Acid Klaus
Acid Klaus, Ryan Smith
Acid Klaus @ The Adelphi, Hull, UK, December 6, 2024,
Dec 15, 2024
Photography by Jimi Arundell
Web Exclusive
At the dark centre of the universe is the Adelphi. The legendary music venue recently celebrated forty years since the former terraced house was transformed into a hotbed of subversion, renowned for attracting truly alternative acts lesser places dare not play. And tonight, it’s the turn of Salford-born seditionary Adrian Flanagan AKA leader of the northern-electro collective Acid Klaus.
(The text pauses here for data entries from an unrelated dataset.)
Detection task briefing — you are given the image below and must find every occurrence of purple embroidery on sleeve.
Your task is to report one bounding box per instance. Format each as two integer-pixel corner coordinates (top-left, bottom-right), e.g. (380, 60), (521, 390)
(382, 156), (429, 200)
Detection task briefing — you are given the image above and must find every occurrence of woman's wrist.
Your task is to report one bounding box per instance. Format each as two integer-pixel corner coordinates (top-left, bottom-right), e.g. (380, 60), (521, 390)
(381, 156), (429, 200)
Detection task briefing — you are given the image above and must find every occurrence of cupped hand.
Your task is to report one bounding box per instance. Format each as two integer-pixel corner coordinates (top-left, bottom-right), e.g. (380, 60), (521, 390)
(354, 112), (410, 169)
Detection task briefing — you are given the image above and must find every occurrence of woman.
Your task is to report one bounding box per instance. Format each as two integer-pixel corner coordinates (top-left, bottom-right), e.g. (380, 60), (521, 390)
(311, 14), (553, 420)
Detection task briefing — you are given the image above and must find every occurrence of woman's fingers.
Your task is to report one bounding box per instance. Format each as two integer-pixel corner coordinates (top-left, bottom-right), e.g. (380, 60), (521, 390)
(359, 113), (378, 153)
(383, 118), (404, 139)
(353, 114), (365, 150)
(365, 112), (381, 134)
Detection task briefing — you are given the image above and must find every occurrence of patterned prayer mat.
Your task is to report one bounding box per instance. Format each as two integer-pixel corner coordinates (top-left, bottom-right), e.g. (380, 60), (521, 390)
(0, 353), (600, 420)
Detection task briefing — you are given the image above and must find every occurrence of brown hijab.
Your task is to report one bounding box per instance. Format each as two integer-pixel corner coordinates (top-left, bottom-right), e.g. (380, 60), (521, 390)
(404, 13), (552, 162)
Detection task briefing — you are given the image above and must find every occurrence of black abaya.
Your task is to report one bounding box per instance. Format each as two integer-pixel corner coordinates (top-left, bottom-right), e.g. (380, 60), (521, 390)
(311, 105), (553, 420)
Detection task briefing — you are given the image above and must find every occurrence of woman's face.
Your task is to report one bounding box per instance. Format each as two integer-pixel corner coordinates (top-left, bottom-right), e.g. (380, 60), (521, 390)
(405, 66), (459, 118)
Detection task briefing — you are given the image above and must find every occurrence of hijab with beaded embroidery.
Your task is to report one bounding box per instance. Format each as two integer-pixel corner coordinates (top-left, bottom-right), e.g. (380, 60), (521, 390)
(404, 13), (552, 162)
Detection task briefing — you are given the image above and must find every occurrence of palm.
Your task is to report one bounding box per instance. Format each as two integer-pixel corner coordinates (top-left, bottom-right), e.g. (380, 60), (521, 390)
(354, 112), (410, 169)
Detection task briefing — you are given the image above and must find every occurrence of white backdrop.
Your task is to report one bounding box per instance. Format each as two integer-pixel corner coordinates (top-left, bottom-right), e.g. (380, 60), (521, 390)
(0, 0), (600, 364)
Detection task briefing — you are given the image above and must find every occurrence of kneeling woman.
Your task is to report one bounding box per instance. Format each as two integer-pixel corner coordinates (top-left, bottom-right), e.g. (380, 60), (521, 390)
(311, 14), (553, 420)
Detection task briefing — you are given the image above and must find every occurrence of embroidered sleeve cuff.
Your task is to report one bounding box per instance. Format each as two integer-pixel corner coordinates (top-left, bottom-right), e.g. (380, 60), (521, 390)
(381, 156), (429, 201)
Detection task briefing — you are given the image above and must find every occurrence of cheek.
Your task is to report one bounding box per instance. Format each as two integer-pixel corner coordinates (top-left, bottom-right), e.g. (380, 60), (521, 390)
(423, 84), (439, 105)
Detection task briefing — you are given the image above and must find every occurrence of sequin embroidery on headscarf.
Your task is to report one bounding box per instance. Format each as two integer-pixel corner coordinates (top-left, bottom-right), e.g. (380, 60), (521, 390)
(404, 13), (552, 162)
Notorious rebel songwriter Flanagan is known for his daring ambition and no-bullshit attitude. He also heads up the Eccentronic Research Council, plays in The Moonlandingz alongside a couple of Fat White Family members and is a third of the synth pop project International Teachers of Pop.
Support comes from bdrmm’s Ryan Smith whose new solo venture sees him forgo reverb-drenched guitars in favour of experimenting with live dance music. Straying from both band and his familiar sound, the shoegaze superstar now explores techno and trance with a squelchy Korg and a MacBook precariously perched on a cardboard box.
Close your eyes and Smith teleports the rain-drenched East Riding dancers to the fabled Ibiza raves as his escalating glitchy loops and harsh soundscapes mutate into genuine bangers echoing the likes of Josh Wink’s “Higher State Of Consciousness” and Aphex Twin’s “Windowlicker”. Don’t be surprised if Warp Records snatch him up for an EP!
The Adelphi certainly suits both the stripped-down DIY disco sound, the erratic nature and outsider attitude of Acid Klaus. Singers Cat Rin (Catrin Robinson) and Baby Woman (Amelia Lace) are flanked by ERC drummer Oliver Harrap bashing at an electric kit augmented with a snare plus the brilliantly belligerent gobshite necking a bottle of red wine all to himself behind the synths.
There’s an irreverent northern humour throughout the set, including the fantastically filthy track “Physical Jesus” which makes excellent use of a suitably seedy vocoder, followed by Flanagan taking the piss out of the onlookers, the government, but mostly himself.
The chaos continues with “Bad Club Bad Drugs Bad People” which sees the anti-hero move into the crowd to share the mic with the frenetically moving audience. And later, I’m dragged into embarrassing myself with a terrible improvised white boy rap.
The anarchic mix of beats and wry comedy is electrifying with a constant sense that anything could (and frequently does) happen. In a world saturated with over-polished pop and bland bands with nothing to say, Acid Klaus is the only solution.